Bai Long tidak dapat mengerti, mengapa ia harus pergi bersama dengan Yi dan tuan Xiang. Karna menurut nya, kalau hanya untuk mengurus uang yang mereka hasilkan hari ini. Bukan kah Yi saja sudah cukup?? Lalu untuk apa dirinya harus pergi bersama dengan Yi, sedangkan yang lain nya bisa dengan enak nya mengikuti Han Yuna.. sungguh tidak adil.


Bukan ia tak suka di perintah. Hanya saja, ia tak mau berpisah dengan Han Yuna. Itu saja.


" Aku hanya ingin Gege pergi untuk membantu dan menemani Yi saja. Karna bagaimana pun, akan sangat sedikit canggung bila hanya Yi dan tuan Xiang saja yang pergi untuk mengurus nya."


" Tapi mei-mei.. kenapa harus aku. Kan bisa saja kau menyuruh..

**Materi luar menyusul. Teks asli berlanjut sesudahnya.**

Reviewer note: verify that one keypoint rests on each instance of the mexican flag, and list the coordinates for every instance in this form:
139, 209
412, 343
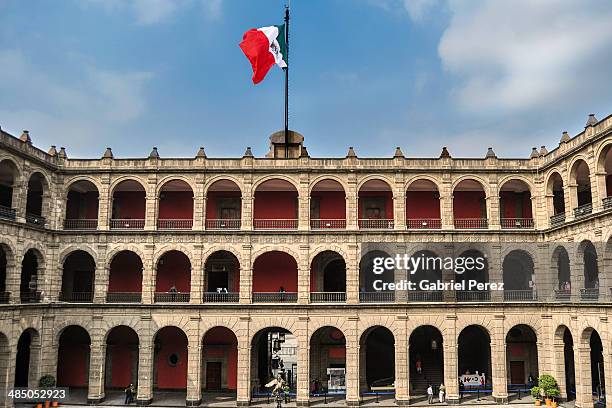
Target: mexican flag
265, 47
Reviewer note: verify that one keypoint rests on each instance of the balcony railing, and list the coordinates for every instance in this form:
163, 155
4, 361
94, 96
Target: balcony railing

" Menyuruh siapa?? Menyuruh ku, atau Yuan mei-mei, Bai Han atau Bai mo??" Belum juga Bai Long menyesuaikan kata-katanya, ucapan nya sudah di potong lebih dahulu oleh Bai Lang.

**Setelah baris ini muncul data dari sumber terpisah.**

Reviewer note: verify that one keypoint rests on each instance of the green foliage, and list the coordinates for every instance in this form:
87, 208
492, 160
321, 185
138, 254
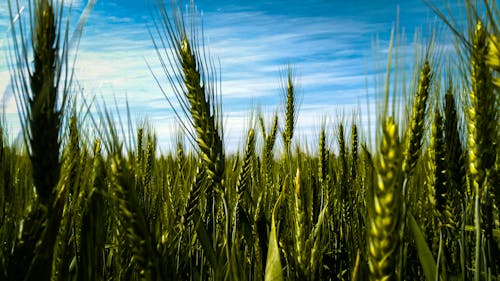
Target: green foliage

" Lagipula apa susah nya sih pergi dengan Yi. Bukan kah kau hanya perlu diam dan mendengarkan perhitungan yang akan terjadi saja..??"


" Ka..kau... Dasar saudara yang tidak punya hati."

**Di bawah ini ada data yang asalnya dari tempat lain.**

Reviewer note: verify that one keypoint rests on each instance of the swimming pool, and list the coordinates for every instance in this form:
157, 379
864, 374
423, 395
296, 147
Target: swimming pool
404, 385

(Kalian tidak lupa kan, kalau Bai Lang dan Bai long itu kembaran??)


Han Yuna di sisi lain hanya bisa memutar bola mata malas mendengar perdebatan mereka.


Ia merasa jengah. Bukan kah ia hanya menyuruh Gege nya itu untuk menemani Yi saja.. Lalu mengapa perlu ada penolakan...


" Keputusan ku sudah bulat. Aku ingin Gege pergi untuk menemani Yi. Jangan ada bantahan lagi. Adapun yang lain, kita akan pergi sekarang." Langsung bangkit berdiri dan tak lupa memberi salam penghormatan terakhir kepada tuan Xiang yang sedari tadi hanya diam dan mendengarkan.


" Tuan Xiang, Saya rasa urusan kita sudah selesai. Untuk masalah harga penjualan pil, saya menyerahkan nya untuk di urus Bai long Gege dan Yi saja." Sembari menagkupkan tangan hormat, Han Yuna tampak menatap tuan Xiang yang juga balas berdiri dan juga ikut menagkupkan tangan.


" Baik tuan, saya akan membicarakan nya dengan para saudara tuan yang akan ikut dengan ku ini. Dan untuk kedepan nya, kalau ada urusan soal penjualan pil, saya harap tuan yang agung ini segera menghubungi saya." Sembari tersenyum, tuan Xiang tampak menatap penuh harap kepada Han Yuna.


" Baiklah tuan. Lain kali, kalau saya ingin menjual pil lagi, saya akan segera menghubungi anda.


saya senang bekerja sama dengan anda. Dan sekarang, berhubung saya dan saudara-saudara saya masih memiliki urusan lain, maka kami akan langsung pamit undur diri. Mohon tuan dapat memaklumi."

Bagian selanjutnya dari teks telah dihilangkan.